L’indagine denominata «Acqua sporca» dei carabinieri del Nas di Catanzaro e dagli uomini del Corpo forestale di Vibo Valentia è partita nel 2010. A quel periodo risalgono numerose segnalazioni ed esposti da parte di cittadini che evidenziavano il colore, il sapore e l’odore dell’acqua potabile che dall'invaso artificiale dell’Alaco finiva nella rete idrica pubblica. Da qui i controlli da parte delle forze dell’ordine. Nel corso delle indagini il personale della Forestale ha effettuato, all’interno del bacino della diga dell’Alaco, numerosi prelievi e campionature grazie a una sonda multiparametrica, allo scopo di verificare il livello di inquinamento delle acque e la loro potabilità. L’impianto fornisce l’acqua potabile alla gran parte dei comuni della provincia di Vibo Valentia e ad altri del basso Jonio soveratese, in provincia di Catanzaro.
Durante le indagini è emersa anche una notevole confusione sulle competenze che spettano ai singoli enti circa la depurazione, i controlli e la distribuzione delle acque. «Si è trattato di un lavoro estremamente impegnativo portato avanti dagli investigatori e dalla Procura da cui è emerso un quadro estremamente grave, con pregiudizio per la salute pubblica. Le indagini proseguono per definire le responsabilità penali delle persone coinvolte e ricostruire in termini di assoluta precisione i fatti oggetto dell'inchiesta», ha commentato il Procuratore capo della Repubblica di Vibo Valentia Mario Spagnolo.

Ventisei le persone iscritte nel registro degli indagati e tra queste figurano il neo sindaco di Catanzaro, Sergio Abramo, nella sua qualità di presidente della Sorical, l’attuale sindaco di Vibo Valentia, Nicola D’Agostino, e il suo predecessore, Franco Sammarco. Avvisi di garanzia anche per dirigenti e tecnici della società di gestione del servizio idrico, responsabili di aziende sanitarie provinciali, dirigenti regionali e funzionari dell’Arpacal (avrebbero omesso di predisporre i prelievi annuali dell’acqua), oltre che ad altri amministratori locali. Le accuse, a vario titolo, sono di inadempienza del contratto di pubblica fornitura, avvelenamento colposo di acque, interruzione di pubblico servizio, omissione in atti d’ufficio e falso.

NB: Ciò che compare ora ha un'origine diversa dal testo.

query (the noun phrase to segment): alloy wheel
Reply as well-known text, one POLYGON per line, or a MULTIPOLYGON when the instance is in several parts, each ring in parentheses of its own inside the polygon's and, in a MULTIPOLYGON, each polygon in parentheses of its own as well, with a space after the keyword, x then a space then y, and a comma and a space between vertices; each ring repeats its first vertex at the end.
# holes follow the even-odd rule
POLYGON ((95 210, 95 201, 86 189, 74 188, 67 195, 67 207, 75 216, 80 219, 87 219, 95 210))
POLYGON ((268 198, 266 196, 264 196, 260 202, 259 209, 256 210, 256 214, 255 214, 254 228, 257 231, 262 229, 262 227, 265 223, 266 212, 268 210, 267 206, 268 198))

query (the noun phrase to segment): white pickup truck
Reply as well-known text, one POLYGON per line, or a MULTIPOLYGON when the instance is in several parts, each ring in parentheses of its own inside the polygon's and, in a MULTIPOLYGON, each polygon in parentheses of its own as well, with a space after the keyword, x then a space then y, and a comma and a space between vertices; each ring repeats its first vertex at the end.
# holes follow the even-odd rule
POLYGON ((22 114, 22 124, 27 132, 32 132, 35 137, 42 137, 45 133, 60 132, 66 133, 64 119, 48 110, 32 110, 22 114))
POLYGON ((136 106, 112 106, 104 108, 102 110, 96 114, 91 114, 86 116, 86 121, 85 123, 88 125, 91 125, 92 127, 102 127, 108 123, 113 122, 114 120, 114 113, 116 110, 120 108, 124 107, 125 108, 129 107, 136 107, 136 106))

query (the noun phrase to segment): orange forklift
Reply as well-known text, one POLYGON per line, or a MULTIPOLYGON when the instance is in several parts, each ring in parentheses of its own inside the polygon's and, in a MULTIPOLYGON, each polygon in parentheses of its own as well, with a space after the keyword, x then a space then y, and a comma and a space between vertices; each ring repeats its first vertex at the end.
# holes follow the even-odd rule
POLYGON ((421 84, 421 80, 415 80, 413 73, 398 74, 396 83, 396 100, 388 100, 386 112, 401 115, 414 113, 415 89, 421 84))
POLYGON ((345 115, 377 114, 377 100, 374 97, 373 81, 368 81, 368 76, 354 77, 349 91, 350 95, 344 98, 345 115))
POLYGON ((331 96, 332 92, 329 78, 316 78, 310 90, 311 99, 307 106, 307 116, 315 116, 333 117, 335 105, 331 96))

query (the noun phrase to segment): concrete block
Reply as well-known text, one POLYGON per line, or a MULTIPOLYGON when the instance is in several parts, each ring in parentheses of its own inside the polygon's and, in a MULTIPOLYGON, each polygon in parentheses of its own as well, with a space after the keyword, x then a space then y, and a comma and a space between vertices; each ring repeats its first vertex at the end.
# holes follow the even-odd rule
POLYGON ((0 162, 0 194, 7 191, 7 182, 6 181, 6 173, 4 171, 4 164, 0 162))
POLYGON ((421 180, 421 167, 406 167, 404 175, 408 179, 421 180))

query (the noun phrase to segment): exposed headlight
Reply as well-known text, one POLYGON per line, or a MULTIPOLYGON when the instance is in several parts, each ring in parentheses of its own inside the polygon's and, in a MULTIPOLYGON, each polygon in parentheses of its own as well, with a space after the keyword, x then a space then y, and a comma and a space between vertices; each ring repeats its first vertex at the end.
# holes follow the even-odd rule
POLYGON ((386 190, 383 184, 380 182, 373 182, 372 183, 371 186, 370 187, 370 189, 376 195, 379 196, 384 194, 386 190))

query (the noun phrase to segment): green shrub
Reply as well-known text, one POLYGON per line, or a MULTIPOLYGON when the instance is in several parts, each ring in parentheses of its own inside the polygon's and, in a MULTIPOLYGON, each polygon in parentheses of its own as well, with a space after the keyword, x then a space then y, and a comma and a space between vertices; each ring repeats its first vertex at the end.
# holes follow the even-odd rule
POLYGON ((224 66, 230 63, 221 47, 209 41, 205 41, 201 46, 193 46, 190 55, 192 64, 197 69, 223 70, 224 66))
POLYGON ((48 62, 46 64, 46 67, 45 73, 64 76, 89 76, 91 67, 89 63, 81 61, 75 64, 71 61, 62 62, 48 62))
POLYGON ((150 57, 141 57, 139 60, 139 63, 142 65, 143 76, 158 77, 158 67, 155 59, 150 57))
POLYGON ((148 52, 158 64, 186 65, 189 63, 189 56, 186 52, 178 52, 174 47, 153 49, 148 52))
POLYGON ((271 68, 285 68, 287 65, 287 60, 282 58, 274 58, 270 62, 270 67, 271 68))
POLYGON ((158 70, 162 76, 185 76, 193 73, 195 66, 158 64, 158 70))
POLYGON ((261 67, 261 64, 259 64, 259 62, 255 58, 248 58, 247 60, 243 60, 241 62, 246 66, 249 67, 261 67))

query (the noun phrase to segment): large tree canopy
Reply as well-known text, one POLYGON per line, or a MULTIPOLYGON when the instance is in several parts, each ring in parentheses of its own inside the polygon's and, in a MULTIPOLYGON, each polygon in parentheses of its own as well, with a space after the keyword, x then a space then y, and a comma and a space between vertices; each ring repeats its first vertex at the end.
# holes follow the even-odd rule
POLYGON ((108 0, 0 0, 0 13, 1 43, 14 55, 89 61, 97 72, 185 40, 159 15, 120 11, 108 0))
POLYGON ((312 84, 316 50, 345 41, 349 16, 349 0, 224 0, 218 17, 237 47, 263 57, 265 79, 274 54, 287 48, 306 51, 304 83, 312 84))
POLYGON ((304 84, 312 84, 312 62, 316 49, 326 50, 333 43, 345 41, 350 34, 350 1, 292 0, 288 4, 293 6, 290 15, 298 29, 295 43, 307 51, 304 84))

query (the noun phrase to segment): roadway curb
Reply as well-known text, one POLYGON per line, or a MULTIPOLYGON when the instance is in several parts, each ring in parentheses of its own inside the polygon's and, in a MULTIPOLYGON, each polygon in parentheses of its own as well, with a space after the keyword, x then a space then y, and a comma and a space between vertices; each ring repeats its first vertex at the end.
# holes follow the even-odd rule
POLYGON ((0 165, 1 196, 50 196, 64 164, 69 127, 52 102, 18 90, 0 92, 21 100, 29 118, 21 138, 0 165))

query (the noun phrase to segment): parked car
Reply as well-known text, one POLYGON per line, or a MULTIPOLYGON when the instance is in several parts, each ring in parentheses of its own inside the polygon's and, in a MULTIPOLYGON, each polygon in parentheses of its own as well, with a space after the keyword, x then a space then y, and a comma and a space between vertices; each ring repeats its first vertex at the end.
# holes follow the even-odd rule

Luigi Rubens Curia, Silvana Angela Emilia De Filippis e Rossana Maida, dirigenti del Dipartimento Tutela della salute della Regione sono finiti sotto accusa perché avrebbero omesso

di esercitare i poteri sostitutivi in caso di inerzia delle autorità locali nell’adozione dei provvedimenti a tutela della salute umana e non avrebbero comunicato ai Ministeri della Salute e dell’Ambiente le irregolarità.